# Fiber glass tank



## papasombre (Sep 22, 2011)

KI, colleagues.
When we moved to our actual house there was a bathroom whose WC tank was all mended. Recently I decided to change the tank but the WC model was too old to find a replacement and to put a new WC was so expensive without including the tile work reposition to match with the new one. I disassembled the WC and brought the tank to a autobody repair shop who work with fiber glass resin.
Using the broken pieces as models they made a new tank and a new cover. My wife completed the job with her sewing skills.:wink::wink::wink::laugh2:


----------



## Cherryville Chuck (Sep 28, 2010)

That looks like a ladies only model Alexis. Beautiful job on the covers.


----------



## ksidwy (Jul 13, 2013)

Great Family job!
Sid


----------



## papasombre (Sep 22, 2011)

You are right, Charles.

That was my daugther´s room when she was single. Now, it will be for Sabrina.


----------



## RainMan 2.0 (May 6, 2014)

I find this totally amazing . If I brought my toilet tank to a local body shop it would be at bare minimum of $1000 to make a reproduction from fibreglass . Be much cheaper to spend 50 bucks on a completely new toilet .

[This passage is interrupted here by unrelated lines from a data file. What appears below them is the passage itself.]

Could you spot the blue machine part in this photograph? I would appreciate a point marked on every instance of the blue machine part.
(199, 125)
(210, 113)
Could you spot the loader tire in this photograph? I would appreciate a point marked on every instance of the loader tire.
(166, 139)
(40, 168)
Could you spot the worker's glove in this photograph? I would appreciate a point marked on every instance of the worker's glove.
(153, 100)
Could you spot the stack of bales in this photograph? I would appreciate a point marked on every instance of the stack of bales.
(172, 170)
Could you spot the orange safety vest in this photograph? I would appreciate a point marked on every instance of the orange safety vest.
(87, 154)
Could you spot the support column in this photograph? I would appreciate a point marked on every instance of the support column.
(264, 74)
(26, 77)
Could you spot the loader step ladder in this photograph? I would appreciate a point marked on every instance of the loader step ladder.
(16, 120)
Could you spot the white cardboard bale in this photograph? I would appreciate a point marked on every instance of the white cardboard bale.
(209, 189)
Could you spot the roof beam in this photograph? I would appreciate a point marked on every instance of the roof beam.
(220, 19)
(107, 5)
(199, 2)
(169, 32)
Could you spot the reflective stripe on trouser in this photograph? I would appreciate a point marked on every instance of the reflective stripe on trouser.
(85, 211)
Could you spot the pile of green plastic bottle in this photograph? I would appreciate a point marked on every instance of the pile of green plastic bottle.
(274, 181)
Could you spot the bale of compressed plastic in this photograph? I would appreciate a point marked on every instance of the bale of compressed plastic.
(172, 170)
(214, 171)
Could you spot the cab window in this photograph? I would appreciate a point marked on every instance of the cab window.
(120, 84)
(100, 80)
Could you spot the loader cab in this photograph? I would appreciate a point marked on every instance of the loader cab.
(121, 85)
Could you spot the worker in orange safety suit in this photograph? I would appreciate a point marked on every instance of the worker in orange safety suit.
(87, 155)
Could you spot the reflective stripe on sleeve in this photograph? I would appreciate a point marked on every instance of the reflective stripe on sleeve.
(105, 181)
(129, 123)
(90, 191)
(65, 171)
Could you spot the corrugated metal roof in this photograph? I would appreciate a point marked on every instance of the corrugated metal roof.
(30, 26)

If you think I'm exaggerating , about 10 yeas ago we lowered some strand and it touched a cars roof leaving a 1" long scratch . That was a $500 bill


----------



## SusanneX16 (Nov 4, 2016)

You've used your skills the right way...


----------



## DaninVan (Jan 1, 2012)

Great result, Alexis.


----------



## JOAT (Apr 9, 2010)

I think putting the crack lines in there is hilarious.


----------